One thing the reported averages already show, which is more about reliability stats in general than about Flash, is that the average write cycles survived is way higher than, say, the cycle count after which you'd see 5% of devices fail. The lower "n% will fail" number might be what informs the TBW spec on the box. So if you're able to handle failures gracefully and run drives 'til they drop, that probably adds substantially to how long you can run each device.

userbinator•7mo ago
One thing the reported averages already show, which is more about reliability stats in general than about Flash, is that the average write cycles survived is way higher than, say, the cycle count after which you'd see 5% of devices fail.

These endurance tests aren't testing retention much at all; they answer the question "how many cycles can the flash go through before it can't hold data for the very short amount of time it takes to read it back again on the next pass", which is not surprisingly much higher than e.g. the number of cycles before which the data will disappear after 3 months. The cells can be so worn and leaky they erase themselves within a few hours, but as long as that's more time than it takes until the data is read back, this test will still consider that successful.

mikaey•6mo ago
Absolutely a fair point, and that's something that I've thought about for a follow-up study.
1970-01-01•7mo ago
I have a genuine Samsung SDXC card that has gone into read-only mode. Even a low-level format does nothing to the data and fails out around 90%. Other than the obvious hammer, are there any tools capable of destroying the data?
Bender•7mo ago
are there any tools capable of destroying the data

- A powerful blender. Will it blend?

- Two sets of pliers.

- A taser. That's how I upgraded many Radio Shack radio scanners.

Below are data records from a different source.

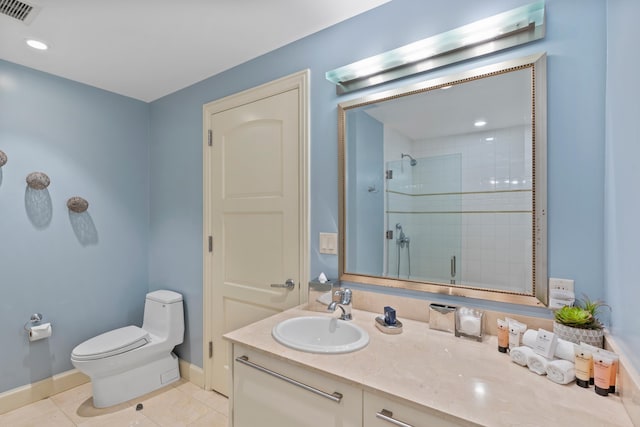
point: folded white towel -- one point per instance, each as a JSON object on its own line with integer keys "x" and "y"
{"x": 520, "y": 355}
{"x": 564, "y": 349}
{"x": 537, "y": 364}
{"x": 561, "y": 371}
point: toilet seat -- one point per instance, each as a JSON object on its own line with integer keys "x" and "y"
{"x": 111, "y": 343}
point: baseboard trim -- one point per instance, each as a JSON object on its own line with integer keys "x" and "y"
{"x": 30, "y": 393}
{"x": 628, "y": 381}
{"x": 191, "y": 373}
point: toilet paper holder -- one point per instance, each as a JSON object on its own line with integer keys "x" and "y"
{"x": 35, "y": 320}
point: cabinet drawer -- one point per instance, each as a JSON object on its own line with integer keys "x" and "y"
{"x": 272, "y": 392}
{"x": 402, "y": 414}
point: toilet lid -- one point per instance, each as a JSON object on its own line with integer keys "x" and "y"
{"x": 111, "y": 343}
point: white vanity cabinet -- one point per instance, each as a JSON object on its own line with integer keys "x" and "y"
{"x": 384, "y": 411}
{"x": 270, "y": 392}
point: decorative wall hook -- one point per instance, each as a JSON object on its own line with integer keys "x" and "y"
{"x": 77, "y": 204}
{"x": 38, "y": 180}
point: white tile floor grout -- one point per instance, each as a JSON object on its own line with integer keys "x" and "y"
{"x": 179, "y": 404}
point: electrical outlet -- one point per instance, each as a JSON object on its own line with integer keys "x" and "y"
{"x": 562, "y": 284}
{"x": 329, "y": 243}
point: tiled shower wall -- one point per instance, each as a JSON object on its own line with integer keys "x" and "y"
{"x": 487, "y": 177}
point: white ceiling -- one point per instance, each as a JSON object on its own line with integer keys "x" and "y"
{"x": 146, "y": 49}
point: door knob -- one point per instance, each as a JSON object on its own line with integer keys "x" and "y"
{"x": 289, "y": 284}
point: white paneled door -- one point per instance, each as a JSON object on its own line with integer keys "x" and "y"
{"x": 255, "y": 213}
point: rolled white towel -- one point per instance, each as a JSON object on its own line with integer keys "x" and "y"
{"x": 520, "y": 355}
{"x": 529, "y": 338}
{"x": 564, "y": 349}
{"x": 537, "y": 364}
{"x": 561, "y": 371}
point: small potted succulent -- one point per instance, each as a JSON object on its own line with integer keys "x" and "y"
{"x": 580, "y": 323}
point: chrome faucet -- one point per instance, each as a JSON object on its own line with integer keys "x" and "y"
{"x": 344, "y": 304}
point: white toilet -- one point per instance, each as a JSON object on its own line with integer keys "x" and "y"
{"x": 128, "y": 362}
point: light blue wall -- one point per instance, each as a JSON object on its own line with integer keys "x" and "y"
{"x": 85, "y": 273}
{"x": 366, "y": 208}
{"x": 623, "y": 175}
{"x": 576, "y": 93}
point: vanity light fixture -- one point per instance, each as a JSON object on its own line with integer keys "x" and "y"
{"x": 37, "y": 44}
{"x": 512, "y": 28}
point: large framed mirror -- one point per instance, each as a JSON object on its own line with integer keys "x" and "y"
{"x": 443, "y": 185}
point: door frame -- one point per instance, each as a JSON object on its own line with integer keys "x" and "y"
{"x": 300, "y": 81}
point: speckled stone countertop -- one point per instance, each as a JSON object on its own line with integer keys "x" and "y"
{"x": 467, "y": 379}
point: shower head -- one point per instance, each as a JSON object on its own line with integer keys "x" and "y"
{"x": 413, "y": 161}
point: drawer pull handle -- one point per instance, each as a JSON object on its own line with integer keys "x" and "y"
{"x": 388, "y": 416}
{"x": 335, "y": 396}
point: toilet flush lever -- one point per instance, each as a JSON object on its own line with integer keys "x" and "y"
{"x": 289, "y": 284}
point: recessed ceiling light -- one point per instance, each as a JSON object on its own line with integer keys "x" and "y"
{"x": 37, "y": 44}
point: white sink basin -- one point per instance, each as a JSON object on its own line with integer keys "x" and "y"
{"x": 315, "y": 334}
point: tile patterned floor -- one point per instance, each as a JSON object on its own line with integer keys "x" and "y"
{"x": 177, "y": 405}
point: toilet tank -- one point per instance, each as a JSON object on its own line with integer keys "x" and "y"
{"x": 164, "y": 316}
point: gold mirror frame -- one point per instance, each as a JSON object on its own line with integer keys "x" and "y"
{"x": 539, "y": 291}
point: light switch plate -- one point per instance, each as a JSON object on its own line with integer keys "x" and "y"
{"x": 329, "y": 243}
{"x": 562, "y": 284}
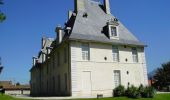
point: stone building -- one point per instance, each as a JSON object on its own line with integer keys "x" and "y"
{"x": 91, "y": 55}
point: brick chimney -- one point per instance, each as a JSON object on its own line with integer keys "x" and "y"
{"x": 79, "y": 5}
{"x": 107, "y": 6}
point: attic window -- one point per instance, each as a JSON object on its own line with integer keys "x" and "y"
{"x": 113, "y": 32}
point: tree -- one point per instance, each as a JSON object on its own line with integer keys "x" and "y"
{"x": 2, "y": 15}
{"x": 17, "y": 84}
{"x": 162, "y": 76}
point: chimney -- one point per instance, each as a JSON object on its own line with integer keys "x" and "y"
{"x": 69, "y": 14}
{"x": 59, "y": 33}
{"x": 79, "y": 5}
{"x": 107, "y": 6}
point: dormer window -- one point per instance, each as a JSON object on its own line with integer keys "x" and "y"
{"x": 113, "y": 32}
{"x": 112, "y": 25}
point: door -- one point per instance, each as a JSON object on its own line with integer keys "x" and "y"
{"x": 86, "y": 83}
{"x": 117, "y": 78}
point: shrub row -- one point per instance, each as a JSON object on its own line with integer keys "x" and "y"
{"x": 135, "y": 92}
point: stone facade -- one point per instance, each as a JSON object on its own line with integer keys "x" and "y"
{"x": 80, "y": 63}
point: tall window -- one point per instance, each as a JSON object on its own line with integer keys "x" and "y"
{"x": 58, "y": 59}
{"x": 65, "y": 55}
{"x": 113, "y": 31}
{"x": 117, "y": 78}
{"x": 115, "y": 53}
{"x": 59, "y": 85}
{"x": 65, "y": 75}
{"x": 85, "y": 51}
{"x": 134, "y": 55}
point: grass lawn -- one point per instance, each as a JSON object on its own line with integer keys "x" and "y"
{"x": 157, "y": 97}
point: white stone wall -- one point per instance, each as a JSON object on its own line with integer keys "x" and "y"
{"x": 102, "y": 77}
{"x": 45, "y": 79}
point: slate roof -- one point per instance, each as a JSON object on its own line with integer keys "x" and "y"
{"x": 91, "y": 28}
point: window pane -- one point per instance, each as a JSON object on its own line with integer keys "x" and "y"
{"x": 113, "y": 31}
{"x": 117, "y": 78}
{"x": 85, "y": 51}
{"x": 134, "y": 55}
{"x": 115, "y": 53}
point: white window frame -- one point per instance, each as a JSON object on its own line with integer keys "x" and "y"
{"x": 58, "y": 59}
{"x": 135, "y": 55}
{"x": 110, "y": 32}
{"x": 117, "y": 82}
{"x": 65, "y": 55}
{"x": 85, "y": 50}
{"x": 115, "y": 55}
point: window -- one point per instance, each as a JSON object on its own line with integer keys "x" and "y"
{"x": 65, "y": 75}
{"x": 117, "y": 78}
{"x": 65, "y": 55}
{"x": 115, "y": 53}
{"x": 134, "y": 55}
{"x": 113, "y": 31}
{"x": 53, "y": 61}
{"x": 58, "y": 59}
{"x": 59, "y": 87}
{"x": 43, "y": 57}
{"x": 85, "y": 51}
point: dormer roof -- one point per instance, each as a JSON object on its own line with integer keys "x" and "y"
{"x": 89, "y": 25}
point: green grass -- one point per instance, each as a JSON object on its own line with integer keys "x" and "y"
{"x": 157, "y": 97}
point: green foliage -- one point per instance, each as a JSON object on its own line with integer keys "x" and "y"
{"x": 133, "y": 92}
{"x": 119, "y": 91}
{"x": 162, "y": 76}
{"x": 149, "y": 92}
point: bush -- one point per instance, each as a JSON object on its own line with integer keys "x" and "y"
{"x": 119, "y": 91}
{"x": 133, "y": 92}
{"x": 149, "y": 92}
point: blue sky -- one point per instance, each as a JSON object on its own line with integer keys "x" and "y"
{"x": 29, "y": 20}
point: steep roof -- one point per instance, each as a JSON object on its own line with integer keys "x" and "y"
{"x": 91, "y": 27}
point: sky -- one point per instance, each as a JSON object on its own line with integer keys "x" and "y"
{"x": 29, "y": 20}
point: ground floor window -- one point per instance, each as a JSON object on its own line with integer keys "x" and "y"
{"x": 117, "y": 78}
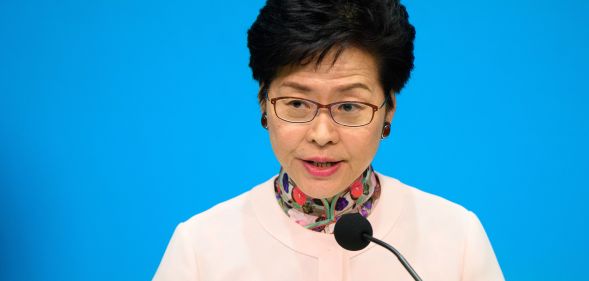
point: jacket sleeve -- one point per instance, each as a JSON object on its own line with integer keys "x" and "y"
{"x": 480, "y": 263}
{"x": 179, "y": 262}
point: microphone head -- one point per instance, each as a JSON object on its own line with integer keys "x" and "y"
{"x": 349, "y": 231}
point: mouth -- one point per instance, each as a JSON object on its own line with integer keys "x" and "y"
{"x": 321, "y": 168}
{"x": 321, "y": 164}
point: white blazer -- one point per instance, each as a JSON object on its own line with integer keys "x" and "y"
{"x": 250, "y": 238}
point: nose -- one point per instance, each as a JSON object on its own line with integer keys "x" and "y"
{"x": 322, "y": 129}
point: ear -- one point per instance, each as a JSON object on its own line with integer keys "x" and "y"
{"x": 391, "y": 111}
{"x": 263, "y": 101}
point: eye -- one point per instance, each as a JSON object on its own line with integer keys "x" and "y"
{"x": 298, "y": 103}
{"x": 349, "y": 107}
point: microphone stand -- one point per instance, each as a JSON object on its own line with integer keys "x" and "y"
{"x": 399, "y": 256}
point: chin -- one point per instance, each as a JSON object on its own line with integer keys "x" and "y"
{"x": 320, "y": 189}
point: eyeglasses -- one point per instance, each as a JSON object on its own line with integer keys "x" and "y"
{"x": 346, "y": 113}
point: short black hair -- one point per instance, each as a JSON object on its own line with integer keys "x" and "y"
{"x": 297, "y": 32}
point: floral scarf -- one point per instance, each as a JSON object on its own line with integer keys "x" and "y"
{"x": 320, "y": 214}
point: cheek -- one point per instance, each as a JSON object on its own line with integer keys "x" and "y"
{"x": 284, "y": 140}
{"x": 362, "y": 145}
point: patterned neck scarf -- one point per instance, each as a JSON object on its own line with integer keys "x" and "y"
{"x": 320, "y": 214}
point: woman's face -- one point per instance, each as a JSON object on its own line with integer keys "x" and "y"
{"x": 321, "y": 156}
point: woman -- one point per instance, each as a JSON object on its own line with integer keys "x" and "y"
{"x": 328, "y": 74}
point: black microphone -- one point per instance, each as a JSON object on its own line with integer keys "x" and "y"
{"x": 353, "y": 232}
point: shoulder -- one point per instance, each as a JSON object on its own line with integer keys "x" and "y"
{"x": 427, "y": 210}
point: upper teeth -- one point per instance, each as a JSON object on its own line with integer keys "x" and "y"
{"x": 323, "y": 164}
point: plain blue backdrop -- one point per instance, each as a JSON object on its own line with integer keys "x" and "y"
{"x": 120, "y": 119}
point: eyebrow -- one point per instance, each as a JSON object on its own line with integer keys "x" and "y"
{"x": 306, "y": 89}
{"x": 296, "y": 86}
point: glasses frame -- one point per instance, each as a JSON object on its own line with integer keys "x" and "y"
{"x": 375, "y": 108}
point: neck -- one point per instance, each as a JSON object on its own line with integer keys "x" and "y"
{"x": 319, "y": 214}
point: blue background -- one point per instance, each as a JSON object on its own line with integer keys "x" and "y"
{"x": 120, "y": 119}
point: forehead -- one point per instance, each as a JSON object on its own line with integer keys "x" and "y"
{"x": 353, "y": 68}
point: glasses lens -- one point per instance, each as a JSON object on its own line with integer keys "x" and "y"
{"x": 295, "y": 110}
{"x": 352, "y": 113}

- A well ventilated fireplace, fire-pit, oxyacetylene welding torch using rosebud tip.

- Train tracks.

- Create a Youtube Channel, take sdcard to a shooting range that lets people borrow their Abrams tank or Howitzer cannon. Blast the SD card. Monetize your channel to make up for the cost of renting the tank and buying many new sd-cards.

If you meant it had to be a piece of software, even if you can manage to make it read-write there may be data left behind.

JodieBenitez•7mo ago
> are there any tools capable of destroying the data?

My Tikka T1x can do it. At 50 yards.

mikaey•6mo ago
If it's gone read-only? Nope. The card will basically refuse any write or erase commands sent to it. (SD cards have a "temporary write protect" and a "permanent write protect" flag -- and you can hope that only the "temporary write protect" flag is the one that got toggled...but I haven't seen that happen with any of my cards so far.)
rstuart4133•7mo ago
He ranked most things using absolute numbers, but I think I'd prefer to see then ranked according percentage deviation from the rating printed on the package.

It's more useful for me to know that if I see brand X saying I'm buying a class 2 32Gb card, I'm getting a card that reads at 2GB/s and has 32GiB of storage, but if I buy a brand Y class 10, I'm going to be able to read at 5MB/s and only 16GiB is usable.